AS WELL, TFA often overemphasizes the importance of test scores, driving corps members to narrow the curriculum to what's on the test to prove that they are effective teachers. Yet even by this measure, TFA-ers don't make the grade.
Consider a six-year study of TFA out of Stanford University that looked at more than 4,000 teachers and 132,000 students on six different tests and found not one case where TFA educators performed as well as certified teachers.
Moreover, TFA's own statistics show that a mere 33 percent continue teaching after their two-year commitment--creating high turnover in the very schools that most need the continuity and stability.

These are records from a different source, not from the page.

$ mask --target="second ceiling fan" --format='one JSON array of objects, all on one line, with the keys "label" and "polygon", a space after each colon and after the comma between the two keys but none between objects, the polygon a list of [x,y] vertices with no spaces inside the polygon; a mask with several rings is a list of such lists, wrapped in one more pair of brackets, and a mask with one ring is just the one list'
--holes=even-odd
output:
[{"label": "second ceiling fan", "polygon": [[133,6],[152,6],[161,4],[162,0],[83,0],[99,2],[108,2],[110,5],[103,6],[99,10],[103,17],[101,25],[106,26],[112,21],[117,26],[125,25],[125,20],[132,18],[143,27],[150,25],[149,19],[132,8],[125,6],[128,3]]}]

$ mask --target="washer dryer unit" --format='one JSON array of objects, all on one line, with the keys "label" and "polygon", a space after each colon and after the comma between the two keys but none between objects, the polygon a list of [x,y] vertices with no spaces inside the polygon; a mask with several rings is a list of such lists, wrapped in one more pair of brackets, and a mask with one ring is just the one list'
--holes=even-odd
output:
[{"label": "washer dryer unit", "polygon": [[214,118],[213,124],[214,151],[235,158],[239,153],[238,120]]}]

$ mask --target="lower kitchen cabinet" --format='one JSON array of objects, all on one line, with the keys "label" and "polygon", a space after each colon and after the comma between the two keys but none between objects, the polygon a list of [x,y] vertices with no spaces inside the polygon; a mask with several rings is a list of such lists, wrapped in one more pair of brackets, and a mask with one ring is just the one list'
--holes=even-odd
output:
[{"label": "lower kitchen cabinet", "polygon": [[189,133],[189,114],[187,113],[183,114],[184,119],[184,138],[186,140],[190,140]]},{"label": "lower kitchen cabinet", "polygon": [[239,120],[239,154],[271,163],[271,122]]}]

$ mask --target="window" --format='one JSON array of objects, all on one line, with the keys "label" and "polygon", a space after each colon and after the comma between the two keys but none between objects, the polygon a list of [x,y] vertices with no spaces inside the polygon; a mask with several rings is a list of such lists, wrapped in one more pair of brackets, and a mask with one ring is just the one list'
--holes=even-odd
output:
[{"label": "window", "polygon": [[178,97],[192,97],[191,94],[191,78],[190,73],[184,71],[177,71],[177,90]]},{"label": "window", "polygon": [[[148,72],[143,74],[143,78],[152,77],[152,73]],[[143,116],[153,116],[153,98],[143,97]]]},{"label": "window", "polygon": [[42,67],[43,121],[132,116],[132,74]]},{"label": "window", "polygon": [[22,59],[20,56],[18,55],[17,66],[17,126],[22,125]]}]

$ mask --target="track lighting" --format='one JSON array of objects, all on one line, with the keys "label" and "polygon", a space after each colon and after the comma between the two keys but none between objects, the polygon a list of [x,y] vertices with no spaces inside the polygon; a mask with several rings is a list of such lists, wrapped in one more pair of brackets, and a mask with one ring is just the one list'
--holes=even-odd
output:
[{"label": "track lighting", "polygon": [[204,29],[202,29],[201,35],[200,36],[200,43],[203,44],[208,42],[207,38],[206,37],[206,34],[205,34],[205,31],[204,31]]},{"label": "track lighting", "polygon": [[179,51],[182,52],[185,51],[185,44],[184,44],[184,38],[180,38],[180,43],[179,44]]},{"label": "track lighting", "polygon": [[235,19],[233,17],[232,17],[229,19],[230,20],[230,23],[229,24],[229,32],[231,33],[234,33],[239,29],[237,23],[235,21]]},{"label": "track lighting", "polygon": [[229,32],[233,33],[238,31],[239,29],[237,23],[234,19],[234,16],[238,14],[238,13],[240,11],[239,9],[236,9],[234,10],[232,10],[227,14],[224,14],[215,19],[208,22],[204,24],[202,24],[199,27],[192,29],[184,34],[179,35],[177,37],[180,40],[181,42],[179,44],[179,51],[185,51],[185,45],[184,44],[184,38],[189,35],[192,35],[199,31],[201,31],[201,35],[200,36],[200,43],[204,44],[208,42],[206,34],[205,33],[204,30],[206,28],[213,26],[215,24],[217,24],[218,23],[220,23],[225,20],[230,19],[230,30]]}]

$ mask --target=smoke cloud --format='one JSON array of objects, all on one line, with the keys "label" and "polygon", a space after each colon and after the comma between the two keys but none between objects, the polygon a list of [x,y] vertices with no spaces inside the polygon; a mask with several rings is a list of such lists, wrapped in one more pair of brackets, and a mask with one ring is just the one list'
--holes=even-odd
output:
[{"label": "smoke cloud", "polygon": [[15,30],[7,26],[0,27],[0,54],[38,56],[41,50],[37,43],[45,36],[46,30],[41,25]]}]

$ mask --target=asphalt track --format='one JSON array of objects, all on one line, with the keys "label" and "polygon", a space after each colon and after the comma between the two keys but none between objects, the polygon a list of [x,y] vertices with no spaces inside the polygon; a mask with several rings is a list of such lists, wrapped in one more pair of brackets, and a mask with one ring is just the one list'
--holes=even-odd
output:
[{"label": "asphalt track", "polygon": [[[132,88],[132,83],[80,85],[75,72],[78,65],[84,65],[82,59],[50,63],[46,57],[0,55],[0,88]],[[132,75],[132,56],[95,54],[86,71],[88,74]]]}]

Seattle has an abundance of teachers with teaching certificates and master's degrees struggling to get a teaching position in the local public schools--West Seattle Elementary School, a target school for TFA, had some 800 applicants for a single job. Why bring in undertrained TFA recruits when we have so many young teachers in Seattle who have spent years developing their skills?
TFA is being presented as a solution to the problems in our public schools. But the reality is, in this era of cash-strapped school districts, officials are lured not by the quality of TFA-ers but by the fact that young teachers who leave the district and make room for more young teachers provide an inexpensive alternative to investing in more experienced teachers who will earn a higher salary.
Yet, if the Seattle school district truly wants "excellence for all," it will need highly trained teachers who have a lasting commitment to the profession--not the revolving door that has come to be known as "Teach for Awhile."